Давным-давно прошли тяжелые дни Катерины Александровны и Александра Флегонтовича. Молодые люди, как мы сказали, должны были уехать из Петербурга. Они уехали в один из глухих городов. Они захватили с собою Флегонта Матвеевича, вполне довольного тем, что его сын получил «повышение по службе», как объяснили старику его близкие, сказав ему о необходимости отъезда. Прошло около года, когда получилось известие о смерти Флегонта Матвеевича, которому оказался вредным климат нового его местожительства. Александр Флегонтович занялся исключительно литературным трудом. Заняться другим делом у него не было возможности, хотя и достало бы на это сил. Катерина Александровна шила белье и платья и занималась акушерством. Довольно скоро молодые люди сделались довольно известными личностями в городе и были зваными гостями на каждом пиру. Это было тихое, мирное время их жизни; они отдыхали от волнений, работали в четырех стенах, начали усердно заниматься изучением английского языка. «Этот язык нам скоро пригодится», — писал Александр Флегонтович Антону, описывая свои занятия. Года два-три прошли в этом затишье. Прохоровы поправились в физическом отношении, Александр Флегонтович даже немного потолстел; они радовались тишине новой жизни, но помириться навсегда с провинциальною жизнью они не могли. Каждая весна, каждый яркий день, каждое известие о кипучей европейской жизни манили и звали их куда-то, где меньше тишины, спокойствия и сна, где, может быть, человек сгорает быстрее, где живется тревожнее, где порой сон бежит от глаз, но где в то же время больше интересов у человека, где его деятельность осмысленнее, где его цель ярче и блестящее. Эта тоска, это стремление dahin все росли и росли, наконец сделались чем-то вроде id'ee fixe. Иногда молодые люди, гуляя, выходили из города и шли по большой проезжей дороге безмолвно, бесцельно, до усталости. Казалось, они были готовы уйти пешком на край света, только бы вырваться из этого мирного, сонного города. Оставаться в провинции, вращаться в кругу узких интересов становилось невыносимо…

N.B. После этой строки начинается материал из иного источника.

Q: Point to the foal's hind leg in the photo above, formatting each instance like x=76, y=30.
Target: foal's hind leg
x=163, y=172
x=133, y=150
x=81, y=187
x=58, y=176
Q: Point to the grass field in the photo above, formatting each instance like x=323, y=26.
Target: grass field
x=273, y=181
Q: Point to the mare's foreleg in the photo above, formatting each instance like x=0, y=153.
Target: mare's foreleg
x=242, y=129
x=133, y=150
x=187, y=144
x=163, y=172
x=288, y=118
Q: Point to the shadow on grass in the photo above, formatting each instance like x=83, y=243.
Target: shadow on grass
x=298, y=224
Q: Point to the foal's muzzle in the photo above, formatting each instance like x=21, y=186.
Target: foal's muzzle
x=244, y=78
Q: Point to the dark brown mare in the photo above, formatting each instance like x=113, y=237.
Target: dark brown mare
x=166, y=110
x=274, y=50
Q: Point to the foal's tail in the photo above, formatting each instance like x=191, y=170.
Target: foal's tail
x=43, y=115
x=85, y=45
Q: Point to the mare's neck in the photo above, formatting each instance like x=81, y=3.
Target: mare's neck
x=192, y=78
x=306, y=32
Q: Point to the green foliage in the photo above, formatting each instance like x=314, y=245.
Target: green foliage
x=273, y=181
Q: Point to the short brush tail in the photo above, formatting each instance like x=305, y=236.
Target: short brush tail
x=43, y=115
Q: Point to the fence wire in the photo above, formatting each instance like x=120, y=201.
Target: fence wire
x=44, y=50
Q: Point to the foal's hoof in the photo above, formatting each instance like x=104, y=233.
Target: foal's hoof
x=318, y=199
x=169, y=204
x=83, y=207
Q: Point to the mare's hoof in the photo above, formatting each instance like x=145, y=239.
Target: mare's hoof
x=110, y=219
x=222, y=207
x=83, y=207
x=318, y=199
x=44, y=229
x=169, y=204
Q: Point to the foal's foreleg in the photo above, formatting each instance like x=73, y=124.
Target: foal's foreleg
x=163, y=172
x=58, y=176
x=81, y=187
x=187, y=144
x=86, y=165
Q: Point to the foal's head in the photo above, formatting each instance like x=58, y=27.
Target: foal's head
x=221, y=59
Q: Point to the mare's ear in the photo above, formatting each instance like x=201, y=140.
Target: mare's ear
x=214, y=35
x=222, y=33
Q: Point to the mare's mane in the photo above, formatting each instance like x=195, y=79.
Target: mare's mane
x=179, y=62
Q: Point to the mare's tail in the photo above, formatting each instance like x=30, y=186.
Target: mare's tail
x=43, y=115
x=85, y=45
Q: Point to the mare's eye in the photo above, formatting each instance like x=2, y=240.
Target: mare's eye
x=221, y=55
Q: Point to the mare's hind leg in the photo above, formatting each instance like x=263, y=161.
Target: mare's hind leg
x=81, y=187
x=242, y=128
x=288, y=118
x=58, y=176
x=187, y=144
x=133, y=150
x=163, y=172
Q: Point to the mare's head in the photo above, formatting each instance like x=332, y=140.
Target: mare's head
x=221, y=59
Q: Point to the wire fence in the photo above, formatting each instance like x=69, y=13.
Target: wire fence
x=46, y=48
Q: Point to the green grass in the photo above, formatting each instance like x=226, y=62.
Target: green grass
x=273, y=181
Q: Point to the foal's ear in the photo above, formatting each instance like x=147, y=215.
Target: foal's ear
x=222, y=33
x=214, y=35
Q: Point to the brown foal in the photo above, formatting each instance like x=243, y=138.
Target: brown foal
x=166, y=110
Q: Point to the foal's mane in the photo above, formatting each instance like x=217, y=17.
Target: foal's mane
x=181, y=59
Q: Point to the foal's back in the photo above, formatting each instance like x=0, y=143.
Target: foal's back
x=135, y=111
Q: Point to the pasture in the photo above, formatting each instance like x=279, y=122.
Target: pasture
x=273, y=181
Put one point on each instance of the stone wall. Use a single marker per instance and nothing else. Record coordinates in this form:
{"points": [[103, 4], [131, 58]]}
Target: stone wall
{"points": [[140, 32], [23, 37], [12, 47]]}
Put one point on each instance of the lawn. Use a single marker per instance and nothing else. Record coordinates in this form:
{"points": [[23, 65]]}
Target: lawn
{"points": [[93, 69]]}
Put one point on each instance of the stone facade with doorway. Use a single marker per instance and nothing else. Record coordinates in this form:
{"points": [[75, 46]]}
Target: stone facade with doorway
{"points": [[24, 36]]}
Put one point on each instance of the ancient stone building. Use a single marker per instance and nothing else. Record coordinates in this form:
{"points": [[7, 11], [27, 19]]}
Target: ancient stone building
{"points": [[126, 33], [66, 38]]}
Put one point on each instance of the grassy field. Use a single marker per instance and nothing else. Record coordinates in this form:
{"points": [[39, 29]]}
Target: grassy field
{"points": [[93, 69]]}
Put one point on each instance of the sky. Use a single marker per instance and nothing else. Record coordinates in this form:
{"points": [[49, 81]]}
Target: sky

В один прекрасный день получилось через одного знакомого письмо на имя Антона, где просили юношу похлопотать о напечатании нескольких статей Александра Флегонтовича и о немедленном сборе всех денег за работы и от тех лиц, которые оставались должниками Прохорова еще с давних пор.
Через несколько недель после получения этого письма в маленькую квартиру Прилежаевых явились какие-то неизвестные люди: дама под густым вуалем и господин с окладистой бородой. Антон не сразу узнал их, но через минуту уже горячо пожимал их руки. Марья Дмитриевна бросилась к ним в объятия и, плача, причитала над ними:
— Голубчики мои, родные мои! Как это вы, какими судьбами?
— Тише, тише! — проговорил Антон и замкнул двери. — Я сейчас схожу к одному товарищу. Вам здесь нельзя оставаться…
— Что ты, батюшка, от своего-то дома уходить! — воскликнула Марья Дмитриевна. — Хоть и не богато мы живем, а все же свой угол.
— Им нельзя быть здесь, — коротко сказал Антон. Марья Дмитриевна замолчала. Она привыкла безусловно подчиняться односложным решениям сына.
Через минуту, оставив сестру и ее мужа в своей квартире, он вышел из дому и довольно быстро возвратился обратно.